Die Physikerin Freda Wuesthoff (1896-1956)

Technischer Fortschritt und kultureller Aufschwung haben in den Jahrzehnten nach dem französisch-deutschen Krieg (1870/71) die Entwicklung bis weit ins 20. Jahrhundert geprägt. Unter den Persönlichkeiten, die in führender Position oder durch herausragende Bedeutung daran beteiligt gewesen sind, findet man viele Juden. Als Folge seiner bildungsbewussten Familienerziehung ist der jüdische Anteil unter Wissenschaftlern, Entdeckern und Kulturträgern überproportional groß. Für multidimensionale Unternehmertätigkeit stehen die Leistungen von Walther Rathenau (1867-1922), zunächst Nachfolger seines Vaters Emil Rathenau (1838-1915) als AEG-Präsident, dann als Staatsmann ein politischer Exponent der jungen Demokratie.
     Über Bedeutung und Leistungen von Juden gibt es zahlreiche Beispiele. Hier sei der Physikerin Freda Wuesthoff, alias Herzfeld, geb. Hoffmann gedacht. Ihr persönliches Schicksal war von politischen, im Judenhass der Nationalsozialisten wurzelnden Eingriffen betroffen.

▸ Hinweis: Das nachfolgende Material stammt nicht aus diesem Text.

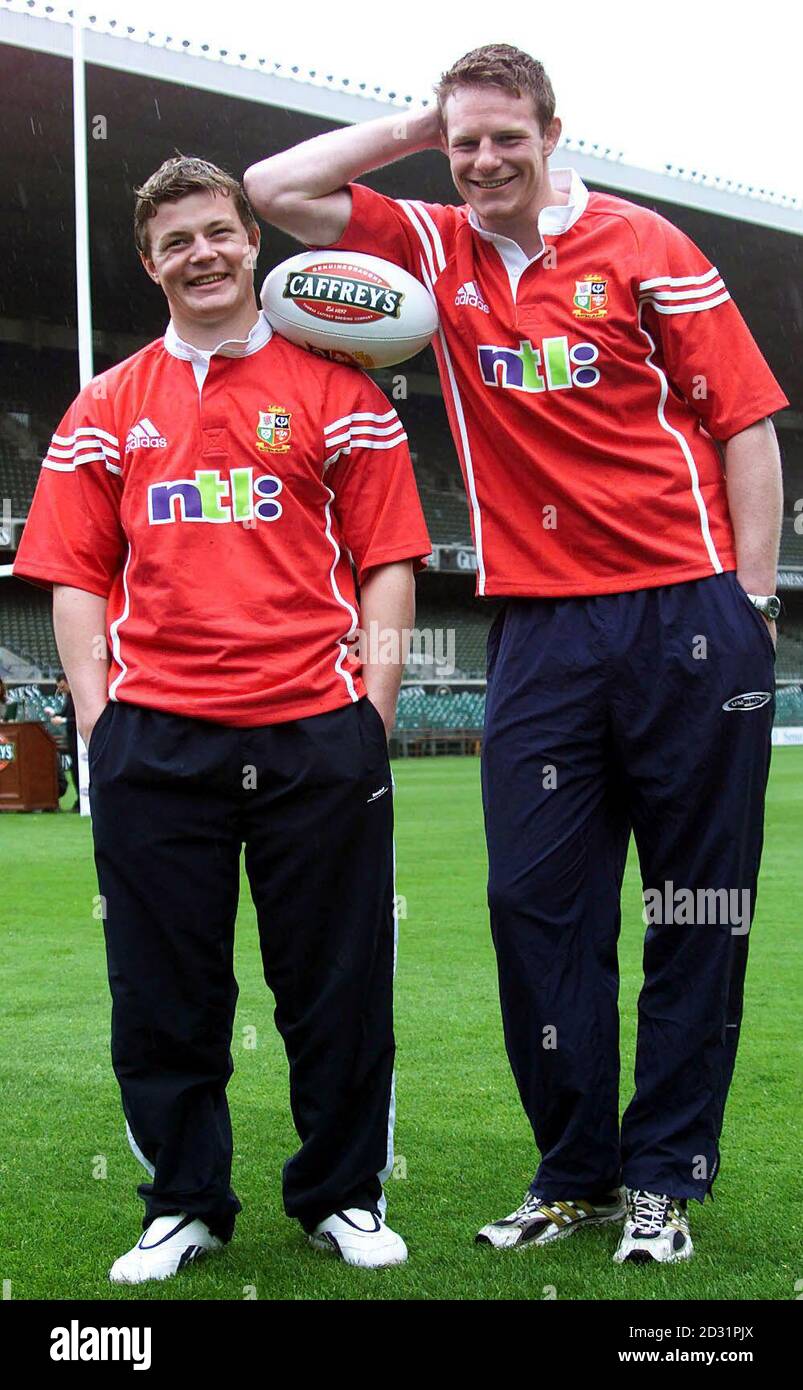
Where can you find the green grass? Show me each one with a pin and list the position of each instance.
(466, 1144)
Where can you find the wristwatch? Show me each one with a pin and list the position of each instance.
(768, 605)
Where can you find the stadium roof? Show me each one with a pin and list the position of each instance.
(46, 28)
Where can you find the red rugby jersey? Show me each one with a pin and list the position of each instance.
(585, 388)
(217, 501)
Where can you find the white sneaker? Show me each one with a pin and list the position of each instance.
(360, 1237)
(656, 1228)
(167, 1246)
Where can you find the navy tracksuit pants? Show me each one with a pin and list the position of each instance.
(607, 715)
(172, 802)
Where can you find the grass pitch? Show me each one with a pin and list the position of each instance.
(464, 1151)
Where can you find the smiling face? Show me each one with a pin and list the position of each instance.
(498, 154)
(203, 257)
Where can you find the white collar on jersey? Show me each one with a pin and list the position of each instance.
(552, 220)
(260, 334)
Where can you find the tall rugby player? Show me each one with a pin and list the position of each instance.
(610, 412)
(204, 505)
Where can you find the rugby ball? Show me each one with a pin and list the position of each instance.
(350, 307)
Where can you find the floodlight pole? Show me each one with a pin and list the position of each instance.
(84, 287)
(82, 274)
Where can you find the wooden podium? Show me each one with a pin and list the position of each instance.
(28, 767)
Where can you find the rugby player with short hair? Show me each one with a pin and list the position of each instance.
(610, 413)
(227, 510)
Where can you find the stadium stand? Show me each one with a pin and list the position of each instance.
(27, 626)
(18, 477)
(446, 516)
(789, 658)
(217, 107)
(456, 635)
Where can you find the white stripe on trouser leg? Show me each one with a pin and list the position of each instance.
(388, 1169)
(138, 1153)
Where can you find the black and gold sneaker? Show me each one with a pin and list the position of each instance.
(538, 1222)
(656, 1228)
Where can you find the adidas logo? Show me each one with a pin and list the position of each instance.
(470, 295)
(145, 435)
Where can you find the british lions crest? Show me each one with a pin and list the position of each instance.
(274, 430)
(591, 298)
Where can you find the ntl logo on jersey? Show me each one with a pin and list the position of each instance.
(563, 366)
(213, 498)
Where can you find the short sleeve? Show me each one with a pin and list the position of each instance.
(370, 473)
(74, 534)
(707, 349)
(404, 231)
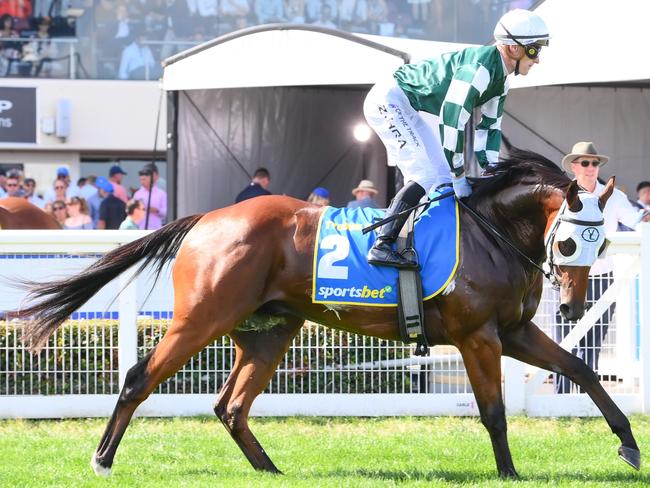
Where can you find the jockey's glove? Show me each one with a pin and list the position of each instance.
(462, 187)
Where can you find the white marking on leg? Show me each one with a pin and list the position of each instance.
(99, 469)
(450, 288)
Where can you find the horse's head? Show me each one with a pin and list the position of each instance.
(575, 238)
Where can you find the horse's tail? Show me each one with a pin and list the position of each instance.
(61, 298)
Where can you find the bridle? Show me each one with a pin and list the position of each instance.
(549, 267)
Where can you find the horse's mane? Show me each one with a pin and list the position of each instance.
(519, 164)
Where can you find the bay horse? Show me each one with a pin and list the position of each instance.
(18, 213)
(255, 258)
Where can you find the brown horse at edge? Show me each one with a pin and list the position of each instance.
(18, 213)
(256, 258)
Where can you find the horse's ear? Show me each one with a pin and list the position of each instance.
(607, 192)
(572, 199)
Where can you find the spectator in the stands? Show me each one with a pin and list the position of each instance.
(3, 183)
(112, 211)
(269, 11)
(58, 210)
(257, 187)
(313, 9)
(325, 19)
(18, 9)
(29, 185)
(294, 11)
(135, 213)
(9, 51)
(157, 202)
(61, 184)
(13, 186)
(39, 55)
(137, 61)
(234, 12)
(319, 196)
(115, 176)
(86, 188)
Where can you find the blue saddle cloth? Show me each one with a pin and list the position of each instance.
(343, 276)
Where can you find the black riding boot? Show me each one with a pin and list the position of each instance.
(382, 253)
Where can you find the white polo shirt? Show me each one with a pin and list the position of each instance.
(617, 209)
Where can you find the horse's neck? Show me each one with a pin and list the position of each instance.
(522, 212)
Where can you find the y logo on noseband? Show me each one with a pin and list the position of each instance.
(590, 234)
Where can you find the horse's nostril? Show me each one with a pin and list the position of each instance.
(564, 310)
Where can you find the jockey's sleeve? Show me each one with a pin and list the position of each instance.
(467, 85)
(487, 136)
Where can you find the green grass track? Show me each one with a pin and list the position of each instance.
(314, 452)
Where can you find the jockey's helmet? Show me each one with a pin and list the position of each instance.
(521, 27)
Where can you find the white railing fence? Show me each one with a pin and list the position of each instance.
(326, 372)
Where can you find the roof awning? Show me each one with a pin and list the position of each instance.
(293, 55)
(592, 41)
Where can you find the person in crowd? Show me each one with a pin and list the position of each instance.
(179, 27)
(257, 187)
(234, 12)
(205, 13)
(154, 198)
(3, 183)
(58, 210)
(86, 188)
(39, 55)
(353, 13)
(584, 161)
(378, 16)
(294, 10)
(325, 19)
(115, 176)
(57, 192)
(364, 195)
(135, 213)
(62, 179)
(112, 210)
(78, 217)
(269, 11)
(29, 186)
(94, 202)
(313, 9)
(9, 51)
(18, 9)
(13, 186)
(448, 88)
(643, 196)
(137, 62)
(319, 196)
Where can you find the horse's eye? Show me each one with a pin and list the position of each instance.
(603, 248)
(567, 248)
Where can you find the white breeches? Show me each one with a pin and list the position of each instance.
(412, 143)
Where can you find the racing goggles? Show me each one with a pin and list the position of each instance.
(532, 50)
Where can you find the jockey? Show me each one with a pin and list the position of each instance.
(448, 87)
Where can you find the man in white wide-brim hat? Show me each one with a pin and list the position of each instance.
(585, 162)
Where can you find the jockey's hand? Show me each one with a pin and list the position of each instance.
(462, 187)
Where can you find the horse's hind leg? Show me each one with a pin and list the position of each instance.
(257, 356)
(531, 345)
(482, 357)
(173, 351)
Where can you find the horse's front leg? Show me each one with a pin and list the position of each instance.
(482, 356)
(531, 345)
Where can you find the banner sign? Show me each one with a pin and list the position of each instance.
(18, 115)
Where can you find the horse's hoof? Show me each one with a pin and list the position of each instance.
(509, 474)
(630, 456)
(98, 468)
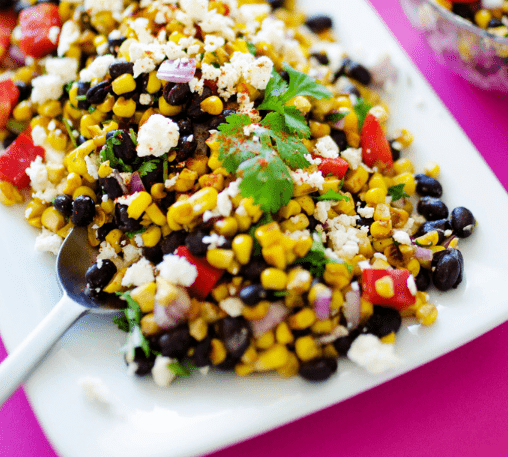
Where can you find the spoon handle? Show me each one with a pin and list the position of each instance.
(19, 364)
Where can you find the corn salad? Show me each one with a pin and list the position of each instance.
(235, 173)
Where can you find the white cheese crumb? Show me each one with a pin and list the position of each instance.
(138, 273)
(370, 353)
(161, 373)
(157, 136)
(177, 270)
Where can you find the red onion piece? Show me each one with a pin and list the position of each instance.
(170, 316)
(352, 308)
(276, 314)
(136, 184)
(423, 253)
(177, 71)
(322, 304)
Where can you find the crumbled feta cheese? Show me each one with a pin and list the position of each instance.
(161, 373)
(48, 241)
(97, 69)
(352, 156)
(46, 87)
(232, 305)
(326, 147)
(157, 136)
(370, 353)
(138, 273)
(177, 270)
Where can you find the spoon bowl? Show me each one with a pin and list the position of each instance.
(73, 260)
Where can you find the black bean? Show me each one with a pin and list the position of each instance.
(178, 94)
(432, 208)
(383, 321)
(175, 342)
(427, 186)
(103, 230)
(185, 126)
(121, 68)
(83, 88)
(462, 222)
(221, 118)
(170, 243)
(186, 147)
(194, 243)
(144, 363)
(319, 369)
(125, 149)
(63, 204)
(202, 353)
(235, 333)
(254, 268)
(339, 136)
(423, 280)
(321, 57)
(123, 221)
(100, 273)
(97, 94)
(253, 294)
(24, 90)
(447, 269)
(319, 23)
(83, 210)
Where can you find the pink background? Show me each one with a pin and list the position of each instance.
(454, 406)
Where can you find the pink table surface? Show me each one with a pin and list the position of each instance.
(456, 405)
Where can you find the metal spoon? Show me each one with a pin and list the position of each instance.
(74, 258)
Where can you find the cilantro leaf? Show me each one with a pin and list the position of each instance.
(178, 369)
(267, 179)
(315, 258)
(397, 192)
(147, 167)
(361, 109)
(330, 194)
(133, 316)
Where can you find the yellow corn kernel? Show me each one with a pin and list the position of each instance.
(354, 180)
(266, 340)
(268, 234)
(219, 258)
(242, 248)
(283, 334)
(52, 219)
(212, 105)
(291, 209)
(123, 84)
(384, 287)
(145, 296)
(252, 313)
(306, 348)
(273, 279)
(272, 358)
(124, 107)
(302, 319)
(9, 194)
(139, 204)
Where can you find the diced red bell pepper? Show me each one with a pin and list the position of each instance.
(35, 24)
(17, 158)
(8, 21)
(403, 294)
(336, 166)
(207, 275)
(9, 95)
(375, 147)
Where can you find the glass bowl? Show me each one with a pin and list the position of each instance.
(469, 51)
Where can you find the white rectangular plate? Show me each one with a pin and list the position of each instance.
(203, 413)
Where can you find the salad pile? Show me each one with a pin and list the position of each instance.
(233, 168)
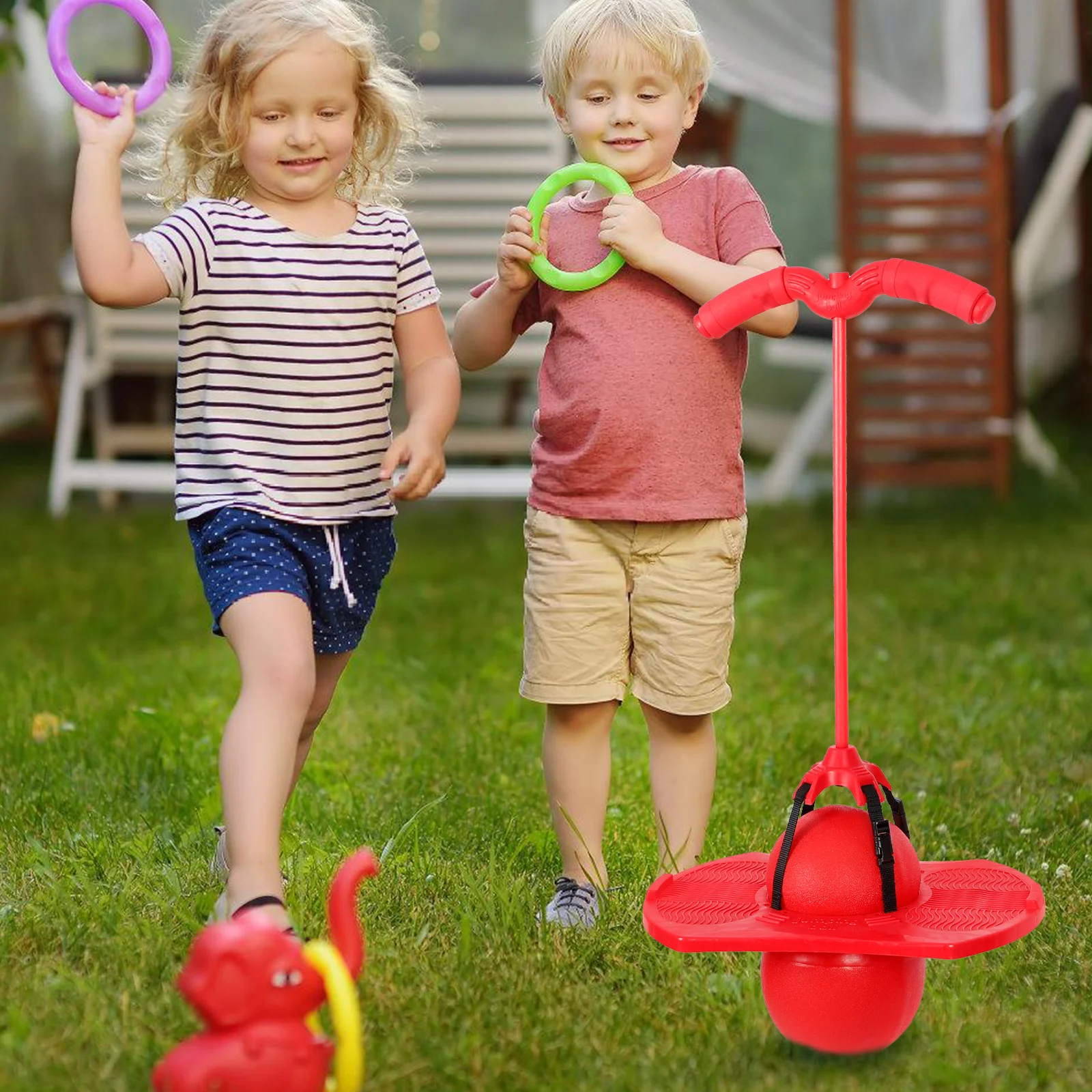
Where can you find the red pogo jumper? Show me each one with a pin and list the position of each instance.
(842, 909)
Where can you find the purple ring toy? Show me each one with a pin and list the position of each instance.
(57, 47)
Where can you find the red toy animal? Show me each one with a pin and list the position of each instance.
(254, 986)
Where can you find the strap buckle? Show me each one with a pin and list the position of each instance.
(882, 842)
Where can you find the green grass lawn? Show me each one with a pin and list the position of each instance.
(971, 686)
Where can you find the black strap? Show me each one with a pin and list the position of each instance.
(262, 900)
(882, 842)
(794, 815)
(898, 811)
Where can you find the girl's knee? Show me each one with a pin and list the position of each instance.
(287, 676)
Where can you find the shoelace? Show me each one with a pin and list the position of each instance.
(568, 891)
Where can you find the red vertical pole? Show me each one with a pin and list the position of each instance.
(841, 624)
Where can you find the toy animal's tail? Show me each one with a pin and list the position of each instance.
(345, 928)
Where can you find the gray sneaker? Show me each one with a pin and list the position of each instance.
(573, 904)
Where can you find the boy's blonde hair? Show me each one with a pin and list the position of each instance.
(667, 30)
(196, 143)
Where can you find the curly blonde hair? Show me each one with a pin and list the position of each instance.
(667, 30)
(196, 140)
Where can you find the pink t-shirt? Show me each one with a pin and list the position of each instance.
(639, 416)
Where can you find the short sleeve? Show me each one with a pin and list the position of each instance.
(530, 311)
(743, 223)
(416, 284)
(183, 247)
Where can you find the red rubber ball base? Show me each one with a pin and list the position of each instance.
(842, 1004)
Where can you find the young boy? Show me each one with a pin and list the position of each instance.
(636, 522)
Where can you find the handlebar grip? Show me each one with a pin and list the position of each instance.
(939, 289)
(743, 302)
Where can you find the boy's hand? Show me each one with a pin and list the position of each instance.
(518, 248)
(633, 229)
(112, 134)
(424, 453)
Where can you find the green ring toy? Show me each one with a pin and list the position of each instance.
(584, 278)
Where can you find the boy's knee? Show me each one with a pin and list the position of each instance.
(680, 723)
(577, 718)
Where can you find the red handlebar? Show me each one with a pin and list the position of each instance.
(895, 276)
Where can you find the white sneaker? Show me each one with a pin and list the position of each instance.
(573, 904)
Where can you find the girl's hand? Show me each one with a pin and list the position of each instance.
(111, 134)
(518, 248)
(424, 453)
(633, 229)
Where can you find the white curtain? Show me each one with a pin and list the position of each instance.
(922, 65)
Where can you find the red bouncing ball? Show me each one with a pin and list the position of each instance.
(833, 865)
(842, 1004)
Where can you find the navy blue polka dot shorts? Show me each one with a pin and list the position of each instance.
(336, 569)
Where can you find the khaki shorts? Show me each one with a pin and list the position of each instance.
(605, 602)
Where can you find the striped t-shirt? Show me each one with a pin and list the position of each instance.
(287, 358)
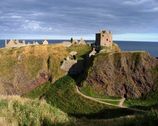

Freda Wuesthoff, München 1953

Im perversen Rassejargon der Machthaber galt ihre Mutter Marie geb. Weisbach (1875-1961), als »Volljüdin« und die aus »arischer« Partnerschaft hervorgegangene Tochter somit als »Halbjüdin«.

Ein berühmter Vater

Freda Hoffmann kam am 16. Mai 1896 in Berlin zur Welt. Sie war das erste Kind aus der Ehe des Stadtbaurates Ludwig Hoffmann (1852-1932) und seiner 23 Jahre jüngeren Ehefrau Marie.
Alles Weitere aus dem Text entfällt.